While Zach Coe, a sophomore journalism major, said he knew the odds of Loyola repeating its success from last season were slim, he was still disappointed in how the season ended.

“I feel like everyone was just kind of expecting them to be a Final Four team again,” Coe said. “That was pretty unrealistic. I was just hoping for another [NCAA] Tournament berth, maybe a first round win.”

Students and fans came out in droves to witness the Ramblers attempt to recreate the magic from last year. The initial student turnout even prompted the athletics department to alter its ticket policy to allow the maximum amount of students to attend games.

Senior Lexi Belleville has worked at Gentile Arena during basketball games for the past four years. She said the fan turnout this season, especially in the beginning of the season, was much bigger than any of the previous years.

This season, average attendance per game was up to 3,712 people compared to an average turnout of 2,404 last season. Also, the Ramblers sold-out Gentile Arena six times this season after reaching maximum capacity just once last season.

Nick Schultz | The Phoenix Loyola’s first sellout of the year came Nov. 9 against Furman.

“It’s been a little hectic at times, but it’s really great to finally see the arena full of fans because I’ve been working there for three years and it’s been empty,” Belleville, an environmental science major, said. “There’s parents and families from Chicago that come. It’s really special.”

Belleville said she isn’t concerned about fan turnout for next season. She said the team gained a lot of passionate fans during the Final Four run who’ll continue to support the team. Belleville also said she thought the team was successful this past season, despite the Ramblers not making it back to the NCAA Tournament.

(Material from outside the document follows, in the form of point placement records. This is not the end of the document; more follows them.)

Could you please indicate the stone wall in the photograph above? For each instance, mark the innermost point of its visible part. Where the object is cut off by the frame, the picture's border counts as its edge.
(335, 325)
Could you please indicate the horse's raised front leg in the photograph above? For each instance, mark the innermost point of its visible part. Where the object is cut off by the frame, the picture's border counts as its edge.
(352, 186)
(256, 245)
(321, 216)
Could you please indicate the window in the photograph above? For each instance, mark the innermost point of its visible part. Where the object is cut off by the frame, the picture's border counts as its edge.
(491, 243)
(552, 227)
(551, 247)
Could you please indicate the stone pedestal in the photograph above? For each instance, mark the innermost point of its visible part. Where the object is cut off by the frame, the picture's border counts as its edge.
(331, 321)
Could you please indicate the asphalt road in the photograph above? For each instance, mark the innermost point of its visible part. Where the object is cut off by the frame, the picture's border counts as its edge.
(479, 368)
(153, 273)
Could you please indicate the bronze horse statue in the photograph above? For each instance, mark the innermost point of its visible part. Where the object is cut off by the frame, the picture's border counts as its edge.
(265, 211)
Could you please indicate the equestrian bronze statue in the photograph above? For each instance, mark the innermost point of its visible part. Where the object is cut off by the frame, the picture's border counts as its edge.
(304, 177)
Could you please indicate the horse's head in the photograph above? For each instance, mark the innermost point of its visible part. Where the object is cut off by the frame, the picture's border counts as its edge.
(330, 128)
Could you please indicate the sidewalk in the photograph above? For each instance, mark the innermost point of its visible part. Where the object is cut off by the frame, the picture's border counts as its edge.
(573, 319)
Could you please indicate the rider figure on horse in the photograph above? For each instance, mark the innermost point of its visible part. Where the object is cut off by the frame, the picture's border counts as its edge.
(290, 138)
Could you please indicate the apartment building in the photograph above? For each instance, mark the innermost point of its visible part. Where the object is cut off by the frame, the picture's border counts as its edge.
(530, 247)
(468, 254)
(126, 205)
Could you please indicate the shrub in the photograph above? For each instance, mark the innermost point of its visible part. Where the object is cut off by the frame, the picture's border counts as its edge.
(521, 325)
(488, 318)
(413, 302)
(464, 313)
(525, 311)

Other Rambler fans are less optimistic that student support will continue to hold up. First-year Bekah Cates attended all but two home games and made the trip to Arch Madness. She said she anticipates somewhat of a drop-off in attendance, but added she’ll continue to strongly support the team next year, despite the fact that her favorite player — Townes — will have graduated.

“I honestly don’t think it will be as severe as this year just because people did have expectations and I don’t want to say they were let down, but we didn’t meet those expectations,” Cates, a human services major, said. “I do think it’ll air out a little bit, but since we did make it this far just two years ago and people have heard of the Cinderella story, I think it won’t die off completely.”

“I honestly don’t think it will be as severe as this year just because people did have expectations and I don’t want to say they were let down, but we didn’t meet those expectations.”

Bekah Cates, Loyola first-year student

Fellow first-year student Lily Kreuter also said there might not be quite as many fans at the games next year since the team wasn’t as successful this season. However, Kreuter said she isn’t worried because the atmosphere on game days is electric. She also attended Arch Madness and said that it was great being surrounded by diehard Loyola fans.

“Game days have such a fun environment around them, and we have such a strong school spirit after last year,” Kreuter said. “The great thing about Arch Madness was everyone there was a hardcore basketball fan, and we were all just there supporting our boys and supporting our school. It was really fun to see everyone unite around that.”